Rhapsody in Love 〜幸せの在処〜



「ごめんなさい。遅くなりました。」


 みのりが声をかけると、伊納はみのりを見上げてニッコリと笑った。幸せで満ち足りたように。

 その顔を見て、みのりはドキリとする。ときめいているわけではないけれど、伊納のこの表情は心を不穏にざわめかせる力があった。

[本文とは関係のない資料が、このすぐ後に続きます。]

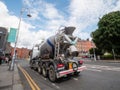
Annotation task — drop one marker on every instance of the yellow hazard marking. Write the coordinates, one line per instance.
(31, 82)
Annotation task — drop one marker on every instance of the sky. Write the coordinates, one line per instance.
(49, 15)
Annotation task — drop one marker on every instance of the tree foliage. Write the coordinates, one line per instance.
(107, 36)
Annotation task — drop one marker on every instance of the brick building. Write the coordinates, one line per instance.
(84, 46)
(22, 53)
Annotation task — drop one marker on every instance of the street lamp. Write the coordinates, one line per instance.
(93, 47)
(14, 53)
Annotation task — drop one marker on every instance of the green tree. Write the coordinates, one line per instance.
(107, 36)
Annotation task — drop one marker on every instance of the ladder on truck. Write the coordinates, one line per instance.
(57, 47)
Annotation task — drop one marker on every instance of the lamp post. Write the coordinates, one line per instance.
(93, 48)
(14, 53)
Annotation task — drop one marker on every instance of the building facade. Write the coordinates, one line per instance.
(84, 46)
(3, 38)
(22, 53)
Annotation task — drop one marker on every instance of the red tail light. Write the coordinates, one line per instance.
(60, 65)
(81, 62)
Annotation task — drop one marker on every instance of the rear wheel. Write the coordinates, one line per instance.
(39, 70)
(76, 73)
(44, 70)
(52, 74)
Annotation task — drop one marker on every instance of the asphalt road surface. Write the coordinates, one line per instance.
(97, 76)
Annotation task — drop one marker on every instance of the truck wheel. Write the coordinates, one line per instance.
(39, 70)
(52, 74)
(44, 71)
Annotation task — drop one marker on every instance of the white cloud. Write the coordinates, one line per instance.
(26, 37)
(82, 14)
(87, 12)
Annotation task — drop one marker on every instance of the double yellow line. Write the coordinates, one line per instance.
(32, 84)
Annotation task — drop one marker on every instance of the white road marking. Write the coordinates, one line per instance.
(94, 70)
(55, 86)
(100, 67)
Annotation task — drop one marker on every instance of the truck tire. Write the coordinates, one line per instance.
(76, 73)
(44, 70)
(39, 70)
(52, 74)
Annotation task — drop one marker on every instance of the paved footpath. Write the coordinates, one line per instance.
(9, 80)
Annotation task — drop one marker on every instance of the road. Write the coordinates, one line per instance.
(97, 76)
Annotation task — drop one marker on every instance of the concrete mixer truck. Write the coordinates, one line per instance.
(54, 57)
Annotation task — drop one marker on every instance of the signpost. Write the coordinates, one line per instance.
(12, 35)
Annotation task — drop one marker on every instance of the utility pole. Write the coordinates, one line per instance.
(14, 53)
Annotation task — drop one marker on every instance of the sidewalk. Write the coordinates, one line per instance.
(9, 80)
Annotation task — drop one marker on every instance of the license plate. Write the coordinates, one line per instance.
(70, 65)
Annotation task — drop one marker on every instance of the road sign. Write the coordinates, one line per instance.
(12, 35)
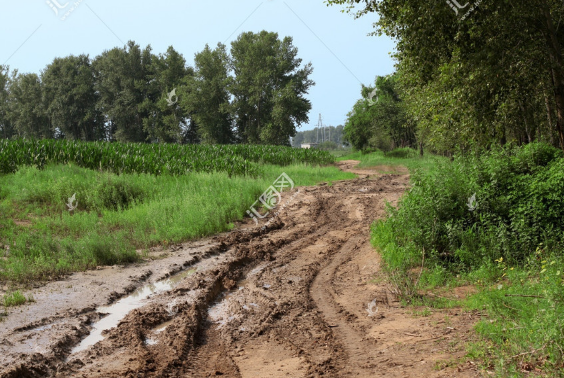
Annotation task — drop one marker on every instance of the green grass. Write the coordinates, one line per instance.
(116, 216)
(509, 247)
(400, 157)
(16, 299)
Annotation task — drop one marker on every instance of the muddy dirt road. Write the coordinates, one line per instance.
(303, 298)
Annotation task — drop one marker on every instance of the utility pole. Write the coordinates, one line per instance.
(319, 126)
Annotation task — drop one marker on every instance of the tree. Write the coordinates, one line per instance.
(123, 77)
(6, 127)
(206, 96)
(70, 98)
(268, 88)
(380, 119)
(492, 75)
(165, 119)
(26, 111)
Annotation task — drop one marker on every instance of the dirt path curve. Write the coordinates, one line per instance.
(303, 298)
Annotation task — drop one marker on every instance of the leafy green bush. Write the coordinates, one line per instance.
(120, 194)
(154, 159)
(14, 299)
(494, 220)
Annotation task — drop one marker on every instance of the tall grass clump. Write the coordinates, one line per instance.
(496, 220)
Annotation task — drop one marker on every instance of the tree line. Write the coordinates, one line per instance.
(254, 93)
(484, 73)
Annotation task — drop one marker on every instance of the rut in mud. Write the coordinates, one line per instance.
(301, 298)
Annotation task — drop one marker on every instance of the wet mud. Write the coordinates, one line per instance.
(304, 297)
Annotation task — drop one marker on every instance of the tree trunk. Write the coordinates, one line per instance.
(549, 118)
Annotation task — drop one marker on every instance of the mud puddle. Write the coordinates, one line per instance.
(119, 310)
(303, 298)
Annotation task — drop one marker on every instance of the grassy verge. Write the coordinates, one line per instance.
(117, 215)
(492, 221)
(400, 157)
(16, 299)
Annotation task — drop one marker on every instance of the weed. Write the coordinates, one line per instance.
(14, 298)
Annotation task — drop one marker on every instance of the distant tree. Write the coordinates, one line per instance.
(206, 96)
(123, 81)
(332, 133)
(6, 127)
(70, 98)
(164, 117)
(26, 111)
(268, 88)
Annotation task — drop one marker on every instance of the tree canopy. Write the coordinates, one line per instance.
(255, 93)
(493, 73)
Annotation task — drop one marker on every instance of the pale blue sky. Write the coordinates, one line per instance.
(342, 54)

「お疲れ様。君はよく働くね。感心するよ。…何飲む?」


 向かいの席にみのりが落ち着くと、伊納はそう言ってドリンクリストを差し出してくれる。
 計算されつくされたような言動と表情と仕草と…。伊納はこうやって、何人もの女性を落としてきたのだろう。


「ウーロン茶を。」


 みのりがそう答えるのを聞いて、伊納はさらにじっとみのりを覗き込んだ。


「飲まないの?」


 もちろん、「アルコールを」という意味だろう。


――アンタの前で、絶対に飲めるわけないじゃないの!


と心の中で舌を出しながら、みのりは肩をすくめて微笑んで答える。


「お酒は強くなくて、飲めないんです。明日も仕事があるし…。」


 この男と一緒にいる時に酔っぱらってしまうなんて、自ら我が身を差し出しているようなものだ。


「何か食べたいものある?」

「何でも。」


 伊納はメニュー表も差し出してくれたが、みのりはそれを受け取らずに、そう答える。